The continued in-person meetings have unsettled some senior diplomats posted to the headquarters of the North Atlantic Treaty Organization in Brussels. They prefer that the alliance leaders start following the example across much of the world: communicating by videoconference and further scaling back bureaucratic committee meetings.

After a routine Wednesday meeting of NATO ambassadors and senior leadership packed 150 people into a room, at least one ambassador was seeking coronavirus testing to be made available to delegations, according to two senior NATO diplomats familiar with the worries. The diplomats spoke on the condition of anonymity to disclose health concerns within the alliance.

The stiff-upper-lip style has been pushed by NATO Secretary General Jens Stoltenberg, who Thursday said that the alliance needed to continue to project strength throughout the pandemic.

He did, however, conduct the news conference via Skype, a first, to try to prevent the spread of coronavirus.

NATO has struggled with how to balance health precautions with its need to carry on with its daily business of protecting its 29 member nations. There are currently significant NATO military operations in Eastern Europe, Iraq, Afghanistan and Kosovo, all of which require monitoring and maintenance.

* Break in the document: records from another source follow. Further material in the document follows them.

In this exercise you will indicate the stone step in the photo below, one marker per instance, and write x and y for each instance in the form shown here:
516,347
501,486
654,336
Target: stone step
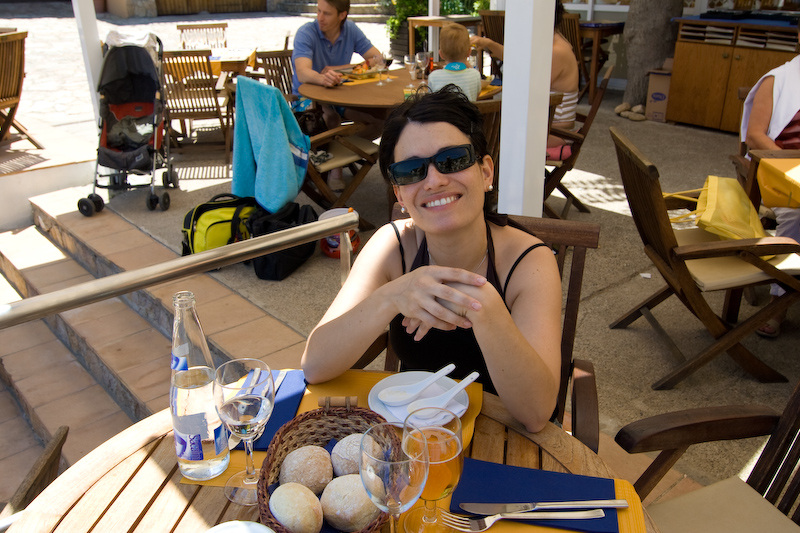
110,365
47,381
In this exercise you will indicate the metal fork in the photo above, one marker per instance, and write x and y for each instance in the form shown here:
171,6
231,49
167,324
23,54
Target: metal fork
477,525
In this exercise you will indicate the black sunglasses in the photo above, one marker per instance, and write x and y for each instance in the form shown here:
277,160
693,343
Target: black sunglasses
447,161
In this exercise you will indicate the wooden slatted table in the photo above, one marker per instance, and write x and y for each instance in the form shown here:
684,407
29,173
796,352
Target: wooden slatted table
132,483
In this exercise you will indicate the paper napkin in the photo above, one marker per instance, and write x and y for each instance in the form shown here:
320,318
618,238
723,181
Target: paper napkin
495,483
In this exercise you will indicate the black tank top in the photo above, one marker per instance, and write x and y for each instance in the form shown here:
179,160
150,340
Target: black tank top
459,346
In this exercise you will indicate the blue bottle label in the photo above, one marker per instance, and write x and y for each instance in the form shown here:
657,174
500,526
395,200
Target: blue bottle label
189,447
178,363
220,438
179,360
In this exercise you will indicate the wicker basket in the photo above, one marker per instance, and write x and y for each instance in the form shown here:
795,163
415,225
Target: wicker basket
313,428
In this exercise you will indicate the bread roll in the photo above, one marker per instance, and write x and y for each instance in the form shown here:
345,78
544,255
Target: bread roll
346,455
309,466
346,505
297,508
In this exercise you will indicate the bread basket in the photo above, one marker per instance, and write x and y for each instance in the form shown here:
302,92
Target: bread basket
312,428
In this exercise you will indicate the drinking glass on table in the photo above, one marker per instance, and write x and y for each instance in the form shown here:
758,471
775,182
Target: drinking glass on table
441,430
422,63
411,66
244,395
393,470
388,59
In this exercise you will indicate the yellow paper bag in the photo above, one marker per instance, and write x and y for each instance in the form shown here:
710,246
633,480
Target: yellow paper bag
779,181
725,210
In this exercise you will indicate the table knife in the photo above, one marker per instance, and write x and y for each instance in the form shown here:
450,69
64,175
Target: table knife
495,508
233,440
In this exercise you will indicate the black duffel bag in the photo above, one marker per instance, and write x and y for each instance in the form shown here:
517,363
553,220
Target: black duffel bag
278,265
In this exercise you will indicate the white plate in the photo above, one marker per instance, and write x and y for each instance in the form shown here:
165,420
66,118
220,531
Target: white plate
407,378
238,526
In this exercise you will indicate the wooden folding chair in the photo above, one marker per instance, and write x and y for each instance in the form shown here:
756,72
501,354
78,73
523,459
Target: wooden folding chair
41,474
693,261
571,30
491,111
12,73
191,91
205,35
768,501
563,236
553,178
275,68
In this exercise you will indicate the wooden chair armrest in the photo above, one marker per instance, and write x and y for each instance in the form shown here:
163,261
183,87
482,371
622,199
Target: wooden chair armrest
673,433
585,411
758,247
329,135
683,428
567,135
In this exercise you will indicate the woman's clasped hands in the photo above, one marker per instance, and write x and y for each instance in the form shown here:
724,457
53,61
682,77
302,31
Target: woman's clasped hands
438,297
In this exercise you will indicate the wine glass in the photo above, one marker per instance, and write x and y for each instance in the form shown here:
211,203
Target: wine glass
380,65
442,431
388,59
244,395
411,67
393,471
422,63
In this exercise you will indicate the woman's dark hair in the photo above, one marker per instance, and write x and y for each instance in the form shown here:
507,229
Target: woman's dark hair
448,104
559,18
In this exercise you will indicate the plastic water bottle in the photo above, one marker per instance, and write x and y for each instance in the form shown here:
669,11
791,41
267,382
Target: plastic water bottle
201,440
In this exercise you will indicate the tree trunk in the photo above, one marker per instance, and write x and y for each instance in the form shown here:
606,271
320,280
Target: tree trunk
649,39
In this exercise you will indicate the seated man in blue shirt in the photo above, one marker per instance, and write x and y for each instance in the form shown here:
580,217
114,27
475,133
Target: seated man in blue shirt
327,44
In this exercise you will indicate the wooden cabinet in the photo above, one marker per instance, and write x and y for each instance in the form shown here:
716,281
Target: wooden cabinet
713,59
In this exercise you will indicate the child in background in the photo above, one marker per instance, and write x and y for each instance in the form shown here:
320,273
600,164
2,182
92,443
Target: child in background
454,47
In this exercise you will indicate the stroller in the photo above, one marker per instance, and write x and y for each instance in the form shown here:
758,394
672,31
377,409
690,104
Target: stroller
134,137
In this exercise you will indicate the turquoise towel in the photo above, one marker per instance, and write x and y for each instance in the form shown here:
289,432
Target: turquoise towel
270,153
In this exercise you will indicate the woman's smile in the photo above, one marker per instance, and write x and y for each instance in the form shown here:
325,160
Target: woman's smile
441,201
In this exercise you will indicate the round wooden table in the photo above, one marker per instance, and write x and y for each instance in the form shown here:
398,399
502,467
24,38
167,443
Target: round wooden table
132,483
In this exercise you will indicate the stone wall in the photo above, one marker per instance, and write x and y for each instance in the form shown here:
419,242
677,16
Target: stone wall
132,8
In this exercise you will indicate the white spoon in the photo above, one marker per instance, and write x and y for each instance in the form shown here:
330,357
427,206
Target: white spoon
442,399
402,394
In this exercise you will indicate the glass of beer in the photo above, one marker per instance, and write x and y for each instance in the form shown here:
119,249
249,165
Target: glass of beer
441,430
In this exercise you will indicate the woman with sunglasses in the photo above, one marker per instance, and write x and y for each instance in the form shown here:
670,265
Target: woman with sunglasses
454,283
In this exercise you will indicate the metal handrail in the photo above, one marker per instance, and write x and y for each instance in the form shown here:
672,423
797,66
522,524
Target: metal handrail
125,282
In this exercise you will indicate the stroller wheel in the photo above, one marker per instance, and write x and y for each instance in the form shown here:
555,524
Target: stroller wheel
170,178
98,202
86,207
151,202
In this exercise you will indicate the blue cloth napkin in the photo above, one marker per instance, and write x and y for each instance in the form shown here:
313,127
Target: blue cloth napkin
326,527
287,401
483,482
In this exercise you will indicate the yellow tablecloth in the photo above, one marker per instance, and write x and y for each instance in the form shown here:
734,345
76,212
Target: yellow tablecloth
351,383
779,181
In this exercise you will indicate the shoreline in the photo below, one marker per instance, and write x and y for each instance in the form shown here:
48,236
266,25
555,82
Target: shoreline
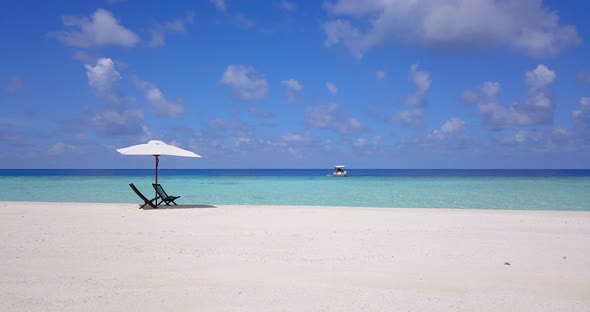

NATO is also in the process of formulating a plan to take a greater role in broader Middle Eastern security, which President Trump requested after a U.S. airstrike in January killed a senior Iranian military commander and unsettled the region.

Other international blocs, such as the 27-member European Union, have largely switched to videoconferencing to carry out meetings amid the crisis.

NATO officials say that because they routinely share highly classified intelligence at their meetings, they would need an additional level of security compared to the E.U. approach. Military commanders in the field currently communicate with their headquarters and civilian leaders via secure videoconferencing, said spokeswoman Oana Lungescu.

So far, one NATO staff member working at the headquarters in Brussels has tested positive for coronavirus. The person had gone on vacation in northern Italy, felt unwell around the end of the week that began March 2, and tested positive, the alliance said in a statement March 9.

Wednesday’s meeting of senior leadership, in which the pandemic response was a major topic, seems to have been a particular flash point for frustrations from some NATO diplomats who felt as though Stoltenberg was not taking their health concerns seriously.

The feeling of vulnerability is not universally shared within the alliance: two other senior NATO diplomats said they felt the current precautions were appropriate. Both spoke on the condition of anonymity to discuss the sensitive assessments. Elsewhere, senior national leaders, including Trump, continue to hold relatively large meetings and in-person news conferences.

Official NATO photos from the meeting show senior NATO staff sitting in the room with one chair — about three feet — in between them. The pictures also showed Stoltenberg and the senior NATO military commander, U.S. Air Force Gen. Tod Wolters, having their temperatures checked with a forehead thermometer as they entered the headquarters, and Stoltenberg and Wolters grinning and bumping elbows.

Lungescu, the NATO spokeswoman, said that steps were being taken to ensure the health of personnel, including avoiding having Stoltenberg and NATO’s deputy secretary general inside the headquarters at the same time. Such measures were “common sense,” she said. Many NATO staff have been sent to work from home and are rotating through the headquarters to man skeleton crews, she said.

And “the number of staff in the few meetings that are now taking place has been reduced drastically,” she said.

Elsewhere in Europe, senior military leadership has already been touched by the virus. At least one person with coronavirus attended a March 6 military conference in Wiesbaden, Germany, and after the meeting, a top Polish military commander who was in attendance tested positive for the virus. The commander of U.S. Army forces in Europe, Lt. Gen. Christopher Cavoli, was also at the meeting and went into quarantine afterward, where he remains in good health, according to a spokesman.